The twenty-second amendment of the United States Constitution means that Monday 20th January 2025 is the latest possible date that Donald Trump must vacate the office of President, even if he ends up serving two consecutive terms.
With the prospect of a Trump presidency lasting into my forties – hell, “The Simpsons” may still be producing new episodes by then – I need to plan for what lies ahead.
When the date of a meeting with North Korea was first announced, I refrained from writing about a post-Trump world because I was prepared to give him the benefit of the doubt, even if I previously said that was something he never needed before [link]. However, after the commemorative coins were minted, Trump cancelled the meeting, then said it was back on, then said “we’ll see,” then attacked “The New York Times” for the umpteen thousandth time, I feel safe that the level of chaos Trump has created around himself is enough to imagine I may, one day, be able to look past it.
I do not expect public discourse, let alone politics, to return to how it was, because people have been emboldened by what Trump has said, either in opposition or in agreement to them. It is all the news has become: racial hatred, sexual assault, cultural wars, identity politics, immigration, democratic processes, the due process of the law, and “alternative facts” – everything is conjecture, everything is debatable, and we all have to live with that, apparently.

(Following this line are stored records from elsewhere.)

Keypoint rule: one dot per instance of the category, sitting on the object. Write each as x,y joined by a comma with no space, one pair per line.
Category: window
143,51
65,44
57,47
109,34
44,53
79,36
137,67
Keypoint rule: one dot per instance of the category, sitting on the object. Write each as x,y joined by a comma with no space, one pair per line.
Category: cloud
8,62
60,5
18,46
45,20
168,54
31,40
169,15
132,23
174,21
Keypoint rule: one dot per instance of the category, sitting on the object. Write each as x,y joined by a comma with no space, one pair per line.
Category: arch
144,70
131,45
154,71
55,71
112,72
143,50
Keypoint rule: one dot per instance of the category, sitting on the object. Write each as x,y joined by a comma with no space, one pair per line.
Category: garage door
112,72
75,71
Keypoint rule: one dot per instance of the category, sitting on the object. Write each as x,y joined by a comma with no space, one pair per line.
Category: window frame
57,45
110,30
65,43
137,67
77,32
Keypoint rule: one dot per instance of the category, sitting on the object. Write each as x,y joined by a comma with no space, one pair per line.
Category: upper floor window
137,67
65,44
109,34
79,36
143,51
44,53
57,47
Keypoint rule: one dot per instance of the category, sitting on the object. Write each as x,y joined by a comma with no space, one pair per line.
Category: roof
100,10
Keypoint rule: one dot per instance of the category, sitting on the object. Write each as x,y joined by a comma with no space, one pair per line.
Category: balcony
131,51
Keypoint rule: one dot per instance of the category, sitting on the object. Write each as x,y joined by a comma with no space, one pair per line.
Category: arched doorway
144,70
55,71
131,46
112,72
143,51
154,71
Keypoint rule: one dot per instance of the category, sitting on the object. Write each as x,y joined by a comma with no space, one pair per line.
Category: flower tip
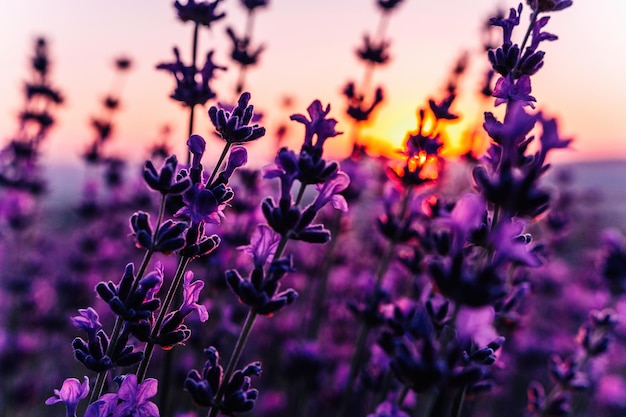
196,144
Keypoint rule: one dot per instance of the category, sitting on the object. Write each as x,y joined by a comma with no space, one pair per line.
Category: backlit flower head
71,392
203,13
318,126
235,126
191,294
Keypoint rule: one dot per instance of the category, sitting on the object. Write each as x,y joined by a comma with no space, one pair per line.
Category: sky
310,54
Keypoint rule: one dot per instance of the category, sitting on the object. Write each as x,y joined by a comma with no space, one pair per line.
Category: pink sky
309,55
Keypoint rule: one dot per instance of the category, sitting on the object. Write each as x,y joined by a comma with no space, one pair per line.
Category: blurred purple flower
71,392
507,24
374,53
263,244
442,110
329,192
133,398
88,320
241,52
318,125
234,126
188,90
191,294
388,409
196,145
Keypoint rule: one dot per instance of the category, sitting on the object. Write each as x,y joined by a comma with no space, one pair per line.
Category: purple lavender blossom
130,400
241,52
88,320
189,91
506,91
191,294
263,244
71,392
374,53
330,192
235,126
318,126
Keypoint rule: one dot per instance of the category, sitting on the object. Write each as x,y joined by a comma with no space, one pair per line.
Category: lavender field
456,275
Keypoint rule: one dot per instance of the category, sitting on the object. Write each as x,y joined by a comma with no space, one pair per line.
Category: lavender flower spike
71,392
87,321
318,125
202,13
263,244
191,294
235,127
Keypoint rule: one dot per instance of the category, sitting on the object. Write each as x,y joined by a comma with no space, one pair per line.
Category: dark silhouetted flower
549,5
131,400
202,13
373,53
253,4
234,127
388,5
241,50
71,392
166,181
188,90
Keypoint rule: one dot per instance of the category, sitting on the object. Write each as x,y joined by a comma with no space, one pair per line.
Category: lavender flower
234,127
71,392
130,400
188,90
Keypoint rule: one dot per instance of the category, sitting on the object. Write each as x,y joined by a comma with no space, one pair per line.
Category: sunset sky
309,54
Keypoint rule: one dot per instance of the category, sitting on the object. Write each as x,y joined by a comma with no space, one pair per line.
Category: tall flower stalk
192,83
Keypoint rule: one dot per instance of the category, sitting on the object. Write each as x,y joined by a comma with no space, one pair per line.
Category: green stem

What I do know is that everything will find its centre, or equilibrium once more, even if it has to make a new one, as people take stock of where everything has reached. All the rhetoric of “drain the swamp,” and “Make America Great Again” – originally Ronald Reagan’s slogan, without the inclusive “Let’s” – implies that the core of what the United States was has been lost, or destroyed, although you would only talk your own country down in the way Trump has if you were insistent that you were the only person who could fix it.
The only reason I can feel sure of this, apart from hope, is that this situation sounds a bit like what happened to the French philosopher Jacques Derrida, as people failed to grasp his concept of “deconstruction,” which he intended to be a continuing re-evaluation of Western values, as done by previous philosophers, and not a destruction of them, with the intent of making your own ones. Derrida had to explain that the notion of there being a “centre” was a functional one, as there had to be a centre that helped to form our understanding. Then again, when all you have is the text, the words, to hand, you have to see them in the sense of how they have been used. For Trump, this is all we have, no matter how badly it is presented, or spelled, on Twitter, in a form that relies on impulsivity, ahead of deliberation, time, and thought.
I hope it is clear that this isn’t a repudiation of the way politics is currently conducted in the United States, but of the way conduct is currently conducted. The lessons that the next President may take from Donald Trump may be to engage with their population in a similar way, or find different ways, but any American who may feel the same as me, a non-American, does not have a President that effectively represents them – we’ll just have to wait and see how long before that changes.